Je ne suis pas opposé à une discussion, un échange. Je crois que d’un coté comme de l’autre il y a des gens qui sont de bonne volonté, qui connaissent les médias, qui connaissent le pays. Il y a une culture commune à véhiculer. Je pense qu’il y a de la place pour deux.
Je suis pour le partage, pour pouvoir toucher 100% des téléspectateurs.

Juste avant votre arrivée il y a eu une petite grogne dans vos équipes au sujet de la politique d’embauche du personnel qu’en est-il aujourd’hui?
Si vous demandez à un Martiniquais si il est pour l’emploi local, il vous dira qu’il défend l’emploi local. Maintenant, nous sommes dans une société multiple qui a des accords d’entreprise négociés avec son corps social. Il faut les appliquer ces accords. Si on prend le temps de se parler de s’écouter ; si les salariés ne découvrent pas les choses, qu’on anticipe, qu’on explique, qu’on discute : cela peut désamorcer beaucoup de crises. Je n’ai rien à cacher. Aujourd’hui l’information est partout et parfois dans notre entreprise les organisations syndicales ont des informations que l’on n’a pas.

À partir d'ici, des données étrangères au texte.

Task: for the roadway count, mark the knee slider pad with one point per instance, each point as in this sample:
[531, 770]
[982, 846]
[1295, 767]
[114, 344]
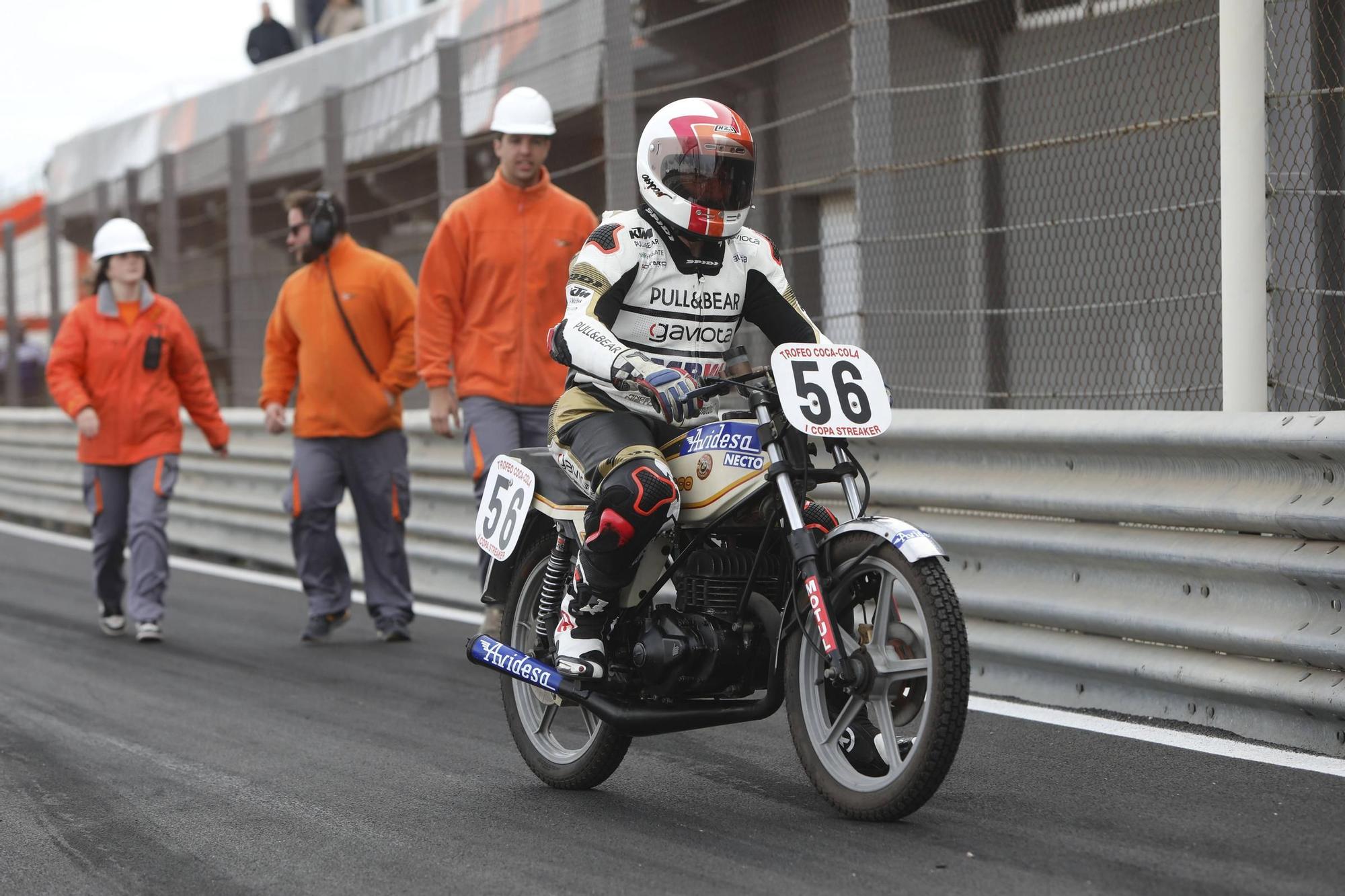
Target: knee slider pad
[633, 505]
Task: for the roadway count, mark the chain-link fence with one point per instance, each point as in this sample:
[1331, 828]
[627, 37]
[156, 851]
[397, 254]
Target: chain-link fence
[1012, 204]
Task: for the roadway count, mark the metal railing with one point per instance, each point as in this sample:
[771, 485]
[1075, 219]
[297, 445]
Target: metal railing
[1167, 564]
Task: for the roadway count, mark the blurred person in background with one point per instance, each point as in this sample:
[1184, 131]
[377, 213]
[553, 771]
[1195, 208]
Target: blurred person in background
[492, 284]
[315, 10]
[33, 361]
[268, 40]
[345, 329]
[123, 366]
[341, 17]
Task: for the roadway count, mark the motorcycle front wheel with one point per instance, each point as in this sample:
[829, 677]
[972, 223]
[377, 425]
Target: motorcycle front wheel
[879, 754]
[564, 744]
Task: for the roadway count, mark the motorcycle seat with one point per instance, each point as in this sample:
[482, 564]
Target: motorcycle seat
[552, 482]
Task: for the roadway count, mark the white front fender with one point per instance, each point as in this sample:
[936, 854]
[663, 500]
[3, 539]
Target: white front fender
[914, 544]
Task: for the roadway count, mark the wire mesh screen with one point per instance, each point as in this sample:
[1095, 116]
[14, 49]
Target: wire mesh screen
[1011, 204]
[1307, 204]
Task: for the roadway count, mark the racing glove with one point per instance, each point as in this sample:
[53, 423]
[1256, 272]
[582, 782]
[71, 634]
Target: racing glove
[668, 388]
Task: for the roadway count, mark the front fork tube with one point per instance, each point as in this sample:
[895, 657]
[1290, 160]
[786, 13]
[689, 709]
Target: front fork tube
[805, 549]
[841, 455]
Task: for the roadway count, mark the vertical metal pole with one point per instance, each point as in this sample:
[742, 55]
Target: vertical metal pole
[54, 314]
[11, 319]
[303, 28]
[102, 204]
[334, 145]
[875, 196]
[134, 209]
[618, 106]
[169, 251]
[997, 380]
[1242, 185]
[453, 158]
[240, 249]
[1328, 36]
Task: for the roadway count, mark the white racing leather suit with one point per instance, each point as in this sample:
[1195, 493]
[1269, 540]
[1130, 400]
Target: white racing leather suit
[636, 286]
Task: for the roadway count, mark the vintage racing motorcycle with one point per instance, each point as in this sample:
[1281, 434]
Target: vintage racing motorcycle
[757, 596]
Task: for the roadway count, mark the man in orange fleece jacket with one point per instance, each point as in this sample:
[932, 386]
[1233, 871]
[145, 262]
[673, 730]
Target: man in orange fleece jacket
[345, 327]
[492, 286]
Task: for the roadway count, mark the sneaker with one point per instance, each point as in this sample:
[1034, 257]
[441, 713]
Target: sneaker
[111, 622]
[393, 630]
[492, 622]
[319, 627]
[579, 647]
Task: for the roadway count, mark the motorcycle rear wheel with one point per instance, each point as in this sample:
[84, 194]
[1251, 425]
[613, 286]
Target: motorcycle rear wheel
[564, 744]
[905, 622]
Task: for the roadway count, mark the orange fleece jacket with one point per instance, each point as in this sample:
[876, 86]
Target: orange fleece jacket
[99, 362]
[492, 286]
[306, 339]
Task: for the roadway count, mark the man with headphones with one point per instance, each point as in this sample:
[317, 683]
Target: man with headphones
[345, 329]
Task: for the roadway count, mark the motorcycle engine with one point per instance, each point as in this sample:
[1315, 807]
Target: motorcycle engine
[699, 646]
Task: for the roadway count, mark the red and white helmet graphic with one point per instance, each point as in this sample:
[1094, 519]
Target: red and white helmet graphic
[695, 166]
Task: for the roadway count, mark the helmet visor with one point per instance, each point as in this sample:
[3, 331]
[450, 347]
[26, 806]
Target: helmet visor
[715, 182]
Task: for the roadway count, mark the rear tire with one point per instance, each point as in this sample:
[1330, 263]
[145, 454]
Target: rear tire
[922, 684]
[564, 744]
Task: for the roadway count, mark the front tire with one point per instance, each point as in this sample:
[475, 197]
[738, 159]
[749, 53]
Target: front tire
[905, 623]
[564, 744]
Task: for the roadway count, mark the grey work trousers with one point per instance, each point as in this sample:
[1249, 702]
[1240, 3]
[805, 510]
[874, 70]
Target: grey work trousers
[131, 501]
[496, 428]
[375, 469]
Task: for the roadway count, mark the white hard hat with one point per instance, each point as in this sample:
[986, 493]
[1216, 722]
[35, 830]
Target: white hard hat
[119, 236]
[524, 111]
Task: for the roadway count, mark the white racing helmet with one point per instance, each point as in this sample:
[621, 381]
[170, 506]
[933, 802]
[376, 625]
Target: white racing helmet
[524, 111]
[118, 237]
[695, 166]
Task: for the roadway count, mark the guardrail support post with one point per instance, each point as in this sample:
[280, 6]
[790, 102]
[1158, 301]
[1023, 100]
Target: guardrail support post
[167, 253]
[134, 209]
[11, 318]
[453, 159]
[334, 146]
[619, 134]
[240, 249]
[52, 216]
[1242, 185]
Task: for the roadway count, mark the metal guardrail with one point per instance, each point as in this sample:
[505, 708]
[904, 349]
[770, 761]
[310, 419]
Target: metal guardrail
[1178, 565]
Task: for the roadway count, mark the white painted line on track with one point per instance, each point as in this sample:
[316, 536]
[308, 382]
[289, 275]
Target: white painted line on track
[1028, 712]
[249, 576]
[1165, 736]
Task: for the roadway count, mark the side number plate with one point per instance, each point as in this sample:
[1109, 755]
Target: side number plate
[508, 497]
[832, 391]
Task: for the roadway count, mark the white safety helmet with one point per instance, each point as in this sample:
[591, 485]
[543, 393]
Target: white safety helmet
[695, 167]
[119, 236]
[524, 111]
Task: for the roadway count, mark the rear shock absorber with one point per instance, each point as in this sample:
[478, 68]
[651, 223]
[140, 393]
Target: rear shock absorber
[553, 588]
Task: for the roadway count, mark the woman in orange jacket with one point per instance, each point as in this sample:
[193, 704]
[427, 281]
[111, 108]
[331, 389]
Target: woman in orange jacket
[123, 365]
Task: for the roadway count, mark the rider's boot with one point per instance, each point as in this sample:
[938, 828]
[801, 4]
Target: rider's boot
[579, 630]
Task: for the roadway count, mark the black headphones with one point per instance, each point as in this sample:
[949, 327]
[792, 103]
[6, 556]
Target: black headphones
[322, 224]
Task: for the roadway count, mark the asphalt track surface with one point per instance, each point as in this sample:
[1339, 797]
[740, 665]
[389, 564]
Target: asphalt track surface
[232, 759]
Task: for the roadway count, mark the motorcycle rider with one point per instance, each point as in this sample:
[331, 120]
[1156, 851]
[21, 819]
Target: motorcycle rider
[654, 298]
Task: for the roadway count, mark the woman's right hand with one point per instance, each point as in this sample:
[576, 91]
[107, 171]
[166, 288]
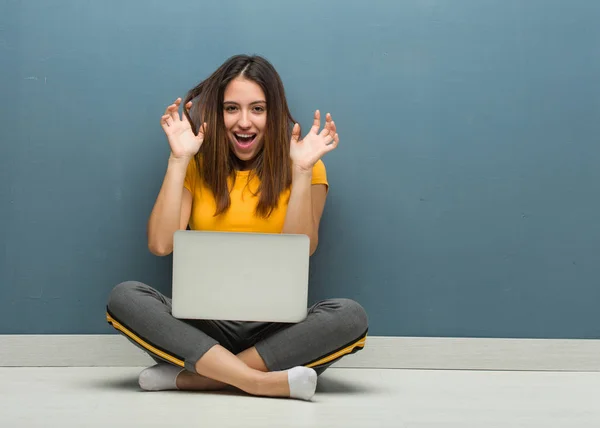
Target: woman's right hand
[184, 144]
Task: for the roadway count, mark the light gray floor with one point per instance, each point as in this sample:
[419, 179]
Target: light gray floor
[110, 397]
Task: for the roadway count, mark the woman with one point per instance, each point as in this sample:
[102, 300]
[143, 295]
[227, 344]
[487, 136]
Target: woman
[235, 166]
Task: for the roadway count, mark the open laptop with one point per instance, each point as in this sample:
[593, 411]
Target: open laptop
[240, 276]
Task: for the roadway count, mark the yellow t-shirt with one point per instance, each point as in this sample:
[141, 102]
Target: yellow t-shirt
[240, 216]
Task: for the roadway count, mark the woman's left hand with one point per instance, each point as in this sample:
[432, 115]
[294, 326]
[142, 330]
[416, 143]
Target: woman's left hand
[306, 152]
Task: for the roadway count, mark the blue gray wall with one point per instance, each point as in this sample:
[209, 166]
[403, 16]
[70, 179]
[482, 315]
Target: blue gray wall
[465, 193]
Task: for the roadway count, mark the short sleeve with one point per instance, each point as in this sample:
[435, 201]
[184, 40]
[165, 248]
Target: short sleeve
[190, 176]
[320, 174]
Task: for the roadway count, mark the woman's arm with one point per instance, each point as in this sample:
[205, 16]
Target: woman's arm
[307, 200]
[305, 207]
[171, 210]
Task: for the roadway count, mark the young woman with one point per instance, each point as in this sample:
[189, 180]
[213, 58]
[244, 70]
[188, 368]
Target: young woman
[236, 164]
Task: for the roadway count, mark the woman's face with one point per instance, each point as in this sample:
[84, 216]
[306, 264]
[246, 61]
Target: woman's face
[245, 115]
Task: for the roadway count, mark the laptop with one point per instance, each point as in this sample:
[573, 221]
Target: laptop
[240, 276]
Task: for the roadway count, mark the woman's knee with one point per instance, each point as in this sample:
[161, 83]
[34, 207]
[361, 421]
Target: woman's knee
[122, 295]
[350, 317]
[356, 315]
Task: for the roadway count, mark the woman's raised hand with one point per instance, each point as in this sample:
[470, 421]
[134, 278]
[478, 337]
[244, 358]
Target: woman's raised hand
[184, 143]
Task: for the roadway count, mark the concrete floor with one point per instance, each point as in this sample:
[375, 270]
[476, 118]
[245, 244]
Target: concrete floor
[110, 397]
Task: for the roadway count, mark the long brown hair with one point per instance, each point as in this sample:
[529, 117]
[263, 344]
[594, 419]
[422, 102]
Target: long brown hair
[215, 161]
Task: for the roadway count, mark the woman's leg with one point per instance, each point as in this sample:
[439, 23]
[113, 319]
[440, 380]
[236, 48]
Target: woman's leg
[333, 328]
[143, 315]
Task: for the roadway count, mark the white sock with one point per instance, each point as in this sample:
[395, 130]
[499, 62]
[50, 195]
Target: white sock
[303, 382]
[160, 377]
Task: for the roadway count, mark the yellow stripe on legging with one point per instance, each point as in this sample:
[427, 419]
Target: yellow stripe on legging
[144, 344]
[359, 344]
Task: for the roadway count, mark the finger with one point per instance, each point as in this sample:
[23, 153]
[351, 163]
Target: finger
[166, 120]
[316, 122]
[326, 131]
[332, 128]
[174, 112]
[295, 133]
[334, 143]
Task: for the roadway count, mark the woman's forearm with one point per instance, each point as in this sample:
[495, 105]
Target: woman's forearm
[299, 218]
[166, 214]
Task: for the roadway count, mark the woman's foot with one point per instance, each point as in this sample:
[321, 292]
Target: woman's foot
[298, 382]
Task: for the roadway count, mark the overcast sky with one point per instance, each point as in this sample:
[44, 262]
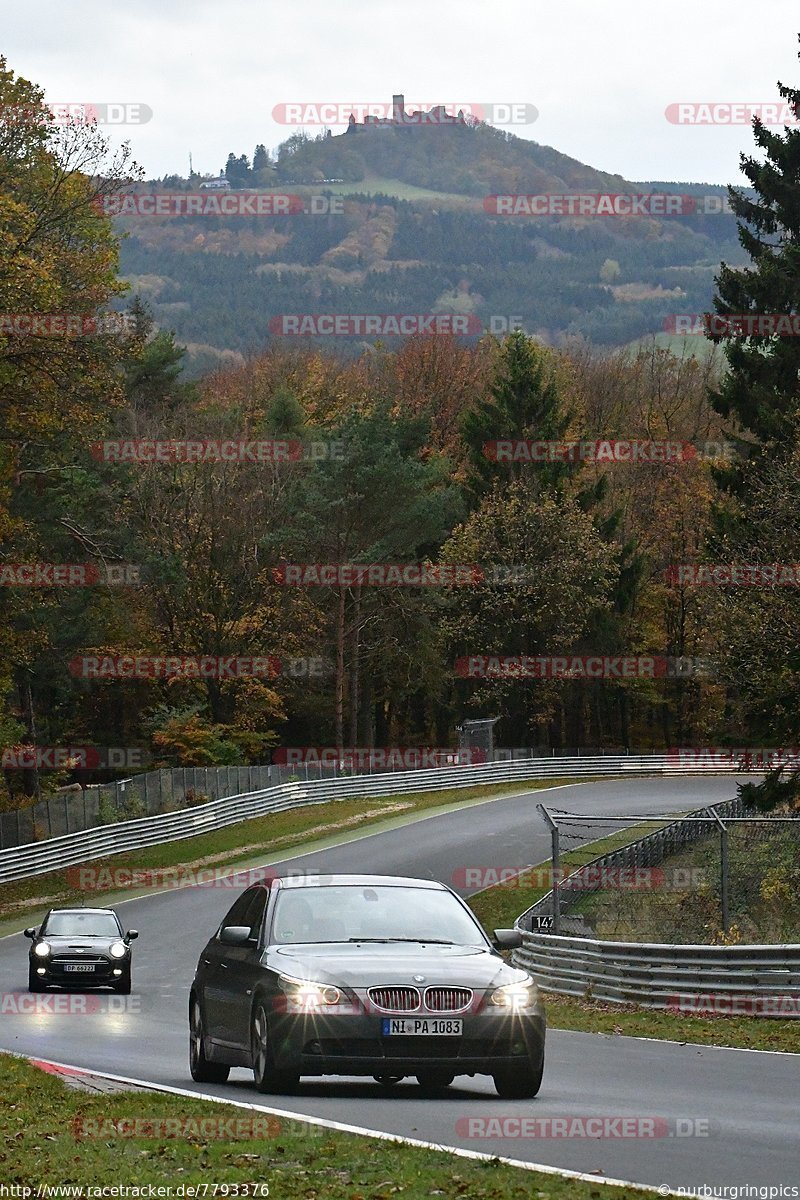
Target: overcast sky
[600, 75]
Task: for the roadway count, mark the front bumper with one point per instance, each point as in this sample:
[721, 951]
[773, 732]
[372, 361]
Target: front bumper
[328, 1044]
[101, 976]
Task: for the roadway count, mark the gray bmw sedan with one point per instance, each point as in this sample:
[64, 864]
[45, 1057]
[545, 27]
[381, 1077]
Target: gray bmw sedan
[362, 975]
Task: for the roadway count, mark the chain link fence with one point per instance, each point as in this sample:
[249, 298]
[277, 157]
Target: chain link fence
[720, 875]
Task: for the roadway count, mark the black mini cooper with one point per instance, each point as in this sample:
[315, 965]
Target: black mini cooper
[80, 947]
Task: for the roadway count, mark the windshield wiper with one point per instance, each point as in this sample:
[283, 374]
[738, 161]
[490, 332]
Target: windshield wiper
[421, 941]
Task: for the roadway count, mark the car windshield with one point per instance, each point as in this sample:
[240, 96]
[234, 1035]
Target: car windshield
[349, 913]
[80, 924]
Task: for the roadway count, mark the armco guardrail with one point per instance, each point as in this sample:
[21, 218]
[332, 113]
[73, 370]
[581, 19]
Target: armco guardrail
[758, 979]
[35, 858]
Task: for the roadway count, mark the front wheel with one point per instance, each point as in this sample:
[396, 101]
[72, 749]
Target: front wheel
[268, 1078]
[519, 1083]
[203, 1072]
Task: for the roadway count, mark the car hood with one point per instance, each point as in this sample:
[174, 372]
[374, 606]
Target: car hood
[368, 964]
[61, 942]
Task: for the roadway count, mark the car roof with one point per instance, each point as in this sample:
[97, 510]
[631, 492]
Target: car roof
[77, 909]
[325, 880]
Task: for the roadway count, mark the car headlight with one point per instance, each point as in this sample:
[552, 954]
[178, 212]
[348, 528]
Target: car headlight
[308, 994]
[515, 995]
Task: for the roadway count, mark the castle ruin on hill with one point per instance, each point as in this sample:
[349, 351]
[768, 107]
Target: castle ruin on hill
[402, 119]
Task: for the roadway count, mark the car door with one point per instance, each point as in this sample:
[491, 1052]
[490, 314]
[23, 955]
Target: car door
[244, 970]
[215, 965]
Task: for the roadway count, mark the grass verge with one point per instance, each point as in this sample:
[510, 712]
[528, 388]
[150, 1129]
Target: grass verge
[246, 844]
[735, 1032]
[498, 907]
[53, 1134]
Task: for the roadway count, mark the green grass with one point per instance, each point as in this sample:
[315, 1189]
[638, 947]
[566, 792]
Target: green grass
[692, 346]
[372, 185]
[499, 906]
[43, 1127]
[764, 907]
[739, 1032]
[246, 844]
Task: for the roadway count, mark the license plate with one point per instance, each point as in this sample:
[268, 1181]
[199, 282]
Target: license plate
[422, 1026]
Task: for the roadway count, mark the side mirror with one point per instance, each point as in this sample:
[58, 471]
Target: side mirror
[234, 935]
[507, 939]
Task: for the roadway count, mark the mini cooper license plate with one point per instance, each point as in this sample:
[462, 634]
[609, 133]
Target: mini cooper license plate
[422, 1026]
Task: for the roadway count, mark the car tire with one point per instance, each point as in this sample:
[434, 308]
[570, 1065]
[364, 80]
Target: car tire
[268, 1078]
[519, 1083]
[435, 1079]
[202, 1071]
[35, 983]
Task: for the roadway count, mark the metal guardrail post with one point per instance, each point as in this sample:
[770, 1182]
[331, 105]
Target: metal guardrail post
[723, 869]
[555, 863]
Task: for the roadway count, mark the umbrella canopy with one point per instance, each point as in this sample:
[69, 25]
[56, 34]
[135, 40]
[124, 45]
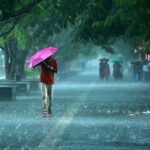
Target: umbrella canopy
[136, 62]
[104, 59]
[117, 60]
[40, 56]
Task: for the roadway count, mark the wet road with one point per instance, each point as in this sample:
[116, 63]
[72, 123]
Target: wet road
[87, 115]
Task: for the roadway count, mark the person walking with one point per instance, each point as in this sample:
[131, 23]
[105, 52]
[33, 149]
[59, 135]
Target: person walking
[47, 70]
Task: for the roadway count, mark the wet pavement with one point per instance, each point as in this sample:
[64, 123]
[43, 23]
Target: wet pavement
[88, 114]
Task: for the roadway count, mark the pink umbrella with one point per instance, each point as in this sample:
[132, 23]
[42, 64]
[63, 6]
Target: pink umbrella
[41, 56]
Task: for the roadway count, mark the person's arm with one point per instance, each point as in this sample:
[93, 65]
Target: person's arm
[50, 67]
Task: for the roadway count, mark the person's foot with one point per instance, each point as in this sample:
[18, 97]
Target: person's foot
[44, 114]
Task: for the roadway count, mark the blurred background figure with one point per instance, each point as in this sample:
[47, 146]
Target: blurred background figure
[118, 70]
[104, 69]
[137, 70]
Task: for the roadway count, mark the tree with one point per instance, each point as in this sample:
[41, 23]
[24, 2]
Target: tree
[104, 21]
[11, 11]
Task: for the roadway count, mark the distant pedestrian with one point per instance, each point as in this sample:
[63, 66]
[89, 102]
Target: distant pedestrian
[48, 68]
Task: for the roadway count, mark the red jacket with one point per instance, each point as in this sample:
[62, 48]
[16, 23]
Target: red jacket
[46, 74]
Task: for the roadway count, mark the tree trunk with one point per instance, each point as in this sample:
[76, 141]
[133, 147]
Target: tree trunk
[10, 51]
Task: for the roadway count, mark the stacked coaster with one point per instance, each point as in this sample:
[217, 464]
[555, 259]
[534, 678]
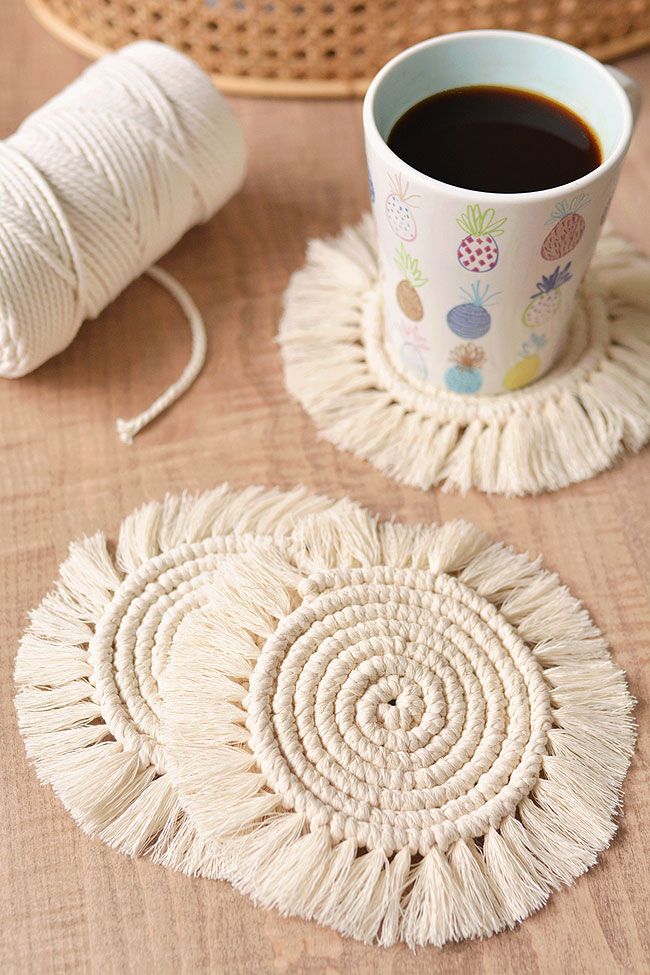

Quelle est votre politique managériale ?
Aujourd’hui le directeur tout puissant qui décidait et arbitrait, c’est fini. Avant même que j’arrive ici, je pense qu’il y avait beaucoup de gens qui avaient appelé d’autres stations pour me connaître. On n’a rien à cacher. Aujourd’hui le fonctionnement, les budgets de la station, les suppressions d’emploi envisagées : tout est sur la table, on y va ensemble. Je défends le travail collaboratif, en interne mais aussi avec le reste du groupe. Nous sommes cinq chaînes, avec des accords d’entreprise : oui, il faut défendre l’emploi local ; mais il ne faut pas empêcher les uns et les autres d’aller d’un territoire à l’autre.

Aujourd’hui au sein du groupe France télévision, les outre-mer représentent un poids financier important. Y a-t-il un risque qu’il y ait des coupes franches dans les moyens qui sont attribués aux outre-mer ?
Ce n’est pas un risque c’est une réalité. On nous a supprimé 400 millions d’euros en supprimant la pub. On est passé par un plan social, on a purgé une partie des effectifs, et on a survécu… Et on va survivre… je l’ai dit aux salariés : ce que tu n’as pas dans la main gauche va le chercher avec ta main droite. Il y a beaucoup de choses localement que l’on peut améliorer.
Il y a des dispositifs qui existent sur la formation, des programmes européens, il faut aller les chercher. Et quand on ne peut pas, on ne peut pas. Il faut savoir dire non.
Là, il me faut donc le temps de la découverte, aller rencontrer les institutions locales, politiques, civiles religieuses, professionnelles, ensuite j’irai présenter ma stratégie aux équipes.

On n’est pas là pour écraser qui que ce soit, ni dedans, ni dehors.

Pour conclure, vous êtes heureux d’arriver en Polynésie ?

Je vais vous répondre que cela fait longtemps que je l'attends. Au-delà des raisons professionnelles, je suis un grand adepte des arts premiers et de Paul Gauguin.